Paola converted the graphical buttons on the WHM web site to use HTML borders. That is, the borders of the buttons was achieved by BORDER="1" in the IMG tag.

There were two rows of three buttons on the WHM site. The top row were designed to be more prominent by including a photographic element. The photo element and part of the button text was colour-coded (the ubiquitous red, green and blue).

[this year's event] [fund-raising] [past years' event]
[contacts] [links] [site contents]
Button graphics use HTML borders to show visited and unvisited pages

The second row on buttons were were general site pages, such as site contents. The three buttons on the second row were in the same style. The main button graphics were 3D in that they were in a embossed (unselected) and inset coloured (selected) style.

Out-growing the site structure

[Site structure diagram, 2000]
Site structure diagram of the site before it was redeveloped, 2000

The number of people who used the entry form from the web site had increased each year; in the last few years more than half of the event's 5,000 runners used the web site to sign up.

However, Paola felt that the 74 web pages could be better organised to meet more of the event's goals, such as encouraging new sponsors and corporate hospitality at the event.

In 2000, the event was taken over by a new race director who was a web user. Paola helped the new organiser define the requirements of a new WHM web site to be taken over by another company.

Phase 2: requirements definition

[skip to the end of this list of contents]

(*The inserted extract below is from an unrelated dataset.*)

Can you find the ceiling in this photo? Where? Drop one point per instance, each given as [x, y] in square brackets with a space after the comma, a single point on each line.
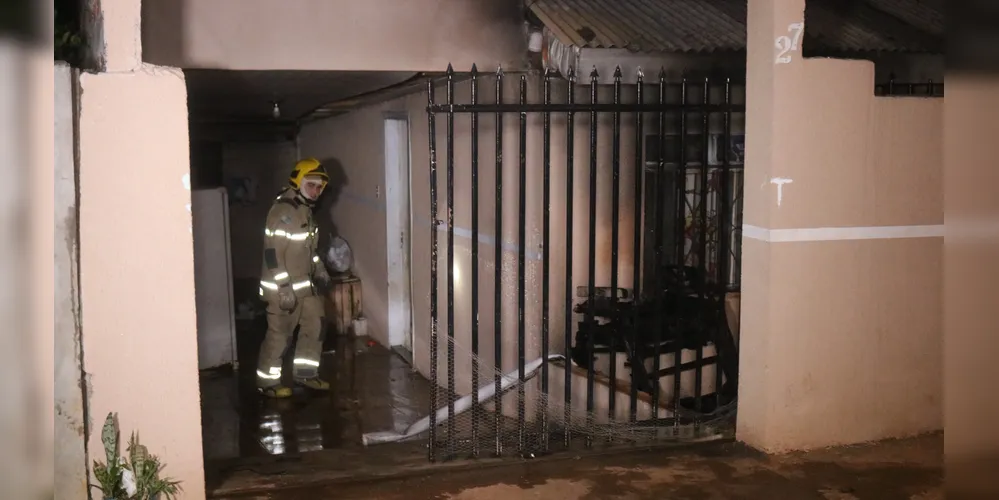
[248, 96]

Windsor Half Marathon Web Site Requirements Contents

Introduction

  • Purpose of the web site
  • Measurable goals

The Building Industry Windsor Half Marathon

  • Fund-raising
  • Event profile
  • Timeline
  • Main relationships
    • Race Director
    • Charities
    • Runners (general)
    • Elite runners
    • Experienced runners
    • Inexperienced runners
    • Clubs
    • Spectators
    • Companies
    • Sponsors
    • Corporate Friends
    • Volunteers
    • Suppliers

The current web site

  • Location
  • If the event name is changed
  • Size
  • Popularity
  • Traffic
  • The electronic announcements mailing list

The new web site

  • Site structure
  • Site content
  • Graphic design
    • Printing
    • Design cues
    • Button labels
    • Button colours
    • Sub-section links
    • Display

Appendix: The Planning Group

- end of list of contents -

Paola organised a full-day requirements workshop. The discussions and decisions were written up as a requirements document (available online) and site structure for the new developers.

[Site structure diagram, 2001]
Site structure diagram showing three groups of site sections, 2001

Instead of discussing the potential expectations and needs of visitors to the site, Paola invited representative visitor types to the workshop. She used the electronic WHM announcement mailing list, which she maintained, to solicit interest.

The workshop was attended by the race organiser, a Sponsor (Nike), an event charity (CRASH), a corporate Friend, an inexperienced runner and an experienced runner (by proxy). It started with a general introduction to the event, followed by each person's experience of it.

During the course of the day, content and functionality was discussed, as well as short- and long-term targets for the site. Paola wrote the discussions and decisions into a requirements document, and completed the site structure which was included as a 2D diagram.

The new Windsor Half Marathon web site was eventually redesigned and redeveloped by another new web company and relaunched at [off-site] www.runwindsor.com in July 2001.